The exhibition "Fruits of Labor – Reframing Motherhood and Artmaking" calls for a shift in the paradigms of both mothering and artistic expression. The first is still seen as a burden in the art world. Tracy Emin said: “There are good artists that have children. (…) They are called men”, while Marina Abramović declared that kids would have destroyed her career. The show aims to challenge the idea of the “solitary artist”, echoed by Emin, Abramović and others throughout Art History, arguing that it’s not motherhood that is in conflict with artmaking but rather the prevailing narratives framing womanhood and artmaking, as well as systemic issues affecting women particularly in the US, where public policies to support mothers and pregnant people are virtually nonexistent.
"Fruits of Labor" brings together artists whose work discuss, respond to or emerge from childbirth and motherhood. Working on a variety of media and coming from different stages in their careers, they not only interrogate parenthood publicly, but embrace its constraints — the nap-length studio time, the fragmented, interrupted focus, the repetitive, durational approach and the limited resources — as themes and modes of work.
Ahna Serendren’s "ES/AS Collaborative Drawing 2-2-21" (2021) is a collaboration between the artist and her 2 ½ year old daughter. Like many women in the US, Serendren didn’t have access to childcare during the pandemic. To work, she had to take her child to the studio. The pieces grapple with the delight and resentment embedded in the experience of mothering. They also evoke interruption as a rhythm of motherhood — time and authorship are no longer her own but caught in fleeting moments.

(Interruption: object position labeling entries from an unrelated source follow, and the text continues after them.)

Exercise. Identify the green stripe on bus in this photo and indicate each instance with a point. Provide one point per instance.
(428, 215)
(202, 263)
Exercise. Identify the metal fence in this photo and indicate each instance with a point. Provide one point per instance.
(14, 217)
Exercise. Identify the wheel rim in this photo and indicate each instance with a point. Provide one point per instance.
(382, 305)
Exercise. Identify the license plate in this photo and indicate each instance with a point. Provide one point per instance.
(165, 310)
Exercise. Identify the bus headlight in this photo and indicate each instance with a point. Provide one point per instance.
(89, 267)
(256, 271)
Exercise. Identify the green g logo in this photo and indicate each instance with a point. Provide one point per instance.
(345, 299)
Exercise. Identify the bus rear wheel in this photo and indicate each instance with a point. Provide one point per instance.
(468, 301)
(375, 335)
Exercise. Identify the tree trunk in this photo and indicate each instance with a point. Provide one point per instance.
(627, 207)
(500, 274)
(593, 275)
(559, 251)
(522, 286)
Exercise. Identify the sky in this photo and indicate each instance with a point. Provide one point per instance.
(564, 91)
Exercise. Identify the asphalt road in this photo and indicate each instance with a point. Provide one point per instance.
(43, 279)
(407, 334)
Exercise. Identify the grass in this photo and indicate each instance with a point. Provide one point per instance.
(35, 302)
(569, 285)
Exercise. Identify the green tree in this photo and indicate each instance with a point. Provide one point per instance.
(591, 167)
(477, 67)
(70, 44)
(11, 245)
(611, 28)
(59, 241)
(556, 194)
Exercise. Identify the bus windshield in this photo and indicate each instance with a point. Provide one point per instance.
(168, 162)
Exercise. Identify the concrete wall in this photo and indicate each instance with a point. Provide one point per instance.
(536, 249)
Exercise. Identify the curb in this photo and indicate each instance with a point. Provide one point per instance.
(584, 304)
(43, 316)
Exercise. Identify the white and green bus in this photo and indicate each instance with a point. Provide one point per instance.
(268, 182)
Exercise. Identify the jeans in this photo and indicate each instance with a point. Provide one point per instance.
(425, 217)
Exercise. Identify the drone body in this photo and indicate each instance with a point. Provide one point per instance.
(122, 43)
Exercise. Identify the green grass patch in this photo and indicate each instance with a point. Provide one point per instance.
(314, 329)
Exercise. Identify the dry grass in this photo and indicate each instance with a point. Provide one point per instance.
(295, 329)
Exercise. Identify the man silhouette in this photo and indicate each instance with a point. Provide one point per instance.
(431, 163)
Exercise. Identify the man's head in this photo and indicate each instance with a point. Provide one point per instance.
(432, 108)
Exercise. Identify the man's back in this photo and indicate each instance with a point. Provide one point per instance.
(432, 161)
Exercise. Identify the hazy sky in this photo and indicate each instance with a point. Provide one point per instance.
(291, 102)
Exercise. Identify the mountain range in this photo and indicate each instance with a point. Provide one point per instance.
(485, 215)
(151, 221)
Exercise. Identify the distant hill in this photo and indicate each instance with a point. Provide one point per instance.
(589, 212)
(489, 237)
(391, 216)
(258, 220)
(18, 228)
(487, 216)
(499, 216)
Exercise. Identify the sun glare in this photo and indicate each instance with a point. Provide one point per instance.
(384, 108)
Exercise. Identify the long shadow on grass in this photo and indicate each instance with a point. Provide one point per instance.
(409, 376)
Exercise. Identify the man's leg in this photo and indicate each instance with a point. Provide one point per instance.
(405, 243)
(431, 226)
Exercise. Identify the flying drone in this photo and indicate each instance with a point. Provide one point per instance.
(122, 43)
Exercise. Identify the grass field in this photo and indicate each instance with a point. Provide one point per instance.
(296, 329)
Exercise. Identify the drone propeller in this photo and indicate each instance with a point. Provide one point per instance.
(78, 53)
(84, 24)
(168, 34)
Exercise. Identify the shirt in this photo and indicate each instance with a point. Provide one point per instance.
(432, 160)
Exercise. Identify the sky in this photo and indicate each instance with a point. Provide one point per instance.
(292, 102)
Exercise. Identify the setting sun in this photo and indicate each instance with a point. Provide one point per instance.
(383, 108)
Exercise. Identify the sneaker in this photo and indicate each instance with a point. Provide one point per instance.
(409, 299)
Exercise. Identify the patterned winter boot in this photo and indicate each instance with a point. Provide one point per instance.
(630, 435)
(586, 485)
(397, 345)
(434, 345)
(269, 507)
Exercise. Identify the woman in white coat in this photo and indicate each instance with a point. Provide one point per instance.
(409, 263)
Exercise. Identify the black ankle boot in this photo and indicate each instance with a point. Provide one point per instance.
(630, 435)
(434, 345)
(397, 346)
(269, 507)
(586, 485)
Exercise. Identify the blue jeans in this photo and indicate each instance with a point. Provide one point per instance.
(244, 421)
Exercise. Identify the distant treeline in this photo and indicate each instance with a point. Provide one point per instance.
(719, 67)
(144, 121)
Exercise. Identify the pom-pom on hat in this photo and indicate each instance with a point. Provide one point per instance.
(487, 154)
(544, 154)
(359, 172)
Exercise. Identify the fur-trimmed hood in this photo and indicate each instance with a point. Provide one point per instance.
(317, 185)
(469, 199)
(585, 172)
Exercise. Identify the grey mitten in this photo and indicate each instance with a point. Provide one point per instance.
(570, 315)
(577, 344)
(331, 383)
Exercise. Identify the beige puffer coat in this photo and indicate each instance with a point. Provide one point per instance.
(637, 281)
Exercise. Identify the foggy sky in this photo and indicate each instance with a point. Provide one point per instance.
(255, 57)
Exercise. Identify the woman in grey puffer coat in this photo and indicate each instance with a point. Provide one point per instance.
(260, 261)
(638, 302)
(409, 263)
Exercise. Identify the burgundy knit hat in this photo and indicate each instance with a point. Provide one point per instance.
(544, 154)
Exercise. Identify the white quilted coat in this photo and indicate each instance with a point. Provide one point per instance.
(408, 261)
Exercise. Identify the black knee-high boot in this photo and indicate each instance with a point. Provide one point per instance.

Lenka Clayton’s "63 Objects Taken From My Son’s Mouth" (2013) employs buttons, chalk, Christmas decoration, cigarette butt, coins, metro ticket — artifacts from their life together — to document the worries of parenthood. The labor used to make such installation is one that underscores the hidden load of mothering.
Cara Romero’s "Julia & Jocelyn" (2018), part of Romero’s The First American Girl series, is a response to the lack of Native American dolls, which she noticed after having her daughter. A highly staged composition of a life-sized doll box, Julia & Jocelyn depicts a mother and daughter duo posing as culture bearers with their own everyday items — heirloom, precolonial cultural artifacts.The goal is illuminating Indigenous worldviews and showcase child-raising as an intergenerational, collective endeavor, as opposed to the Western, "colonized" views of motherhood and child-rearing.
Katya Meykson’s sculptures Untitled (2019) reconfigures organic patterns, natural shapes and old fabrics into a talismanic, tactile piece that nods to soft blankets — the transitional objects that help young children slowly transition to independence.
The public program showcases a screening of Irene Luzstig’s "The Motherhood Archives" (2013). Combining archival montage, science fiction and an homage to 1970s feminist filmmaking, this essay film excavates the changing political and social constructions of motherhood while raising important questions to anyone (man or woman, mother or not) living in the US post the overturn of Roe v. Wade.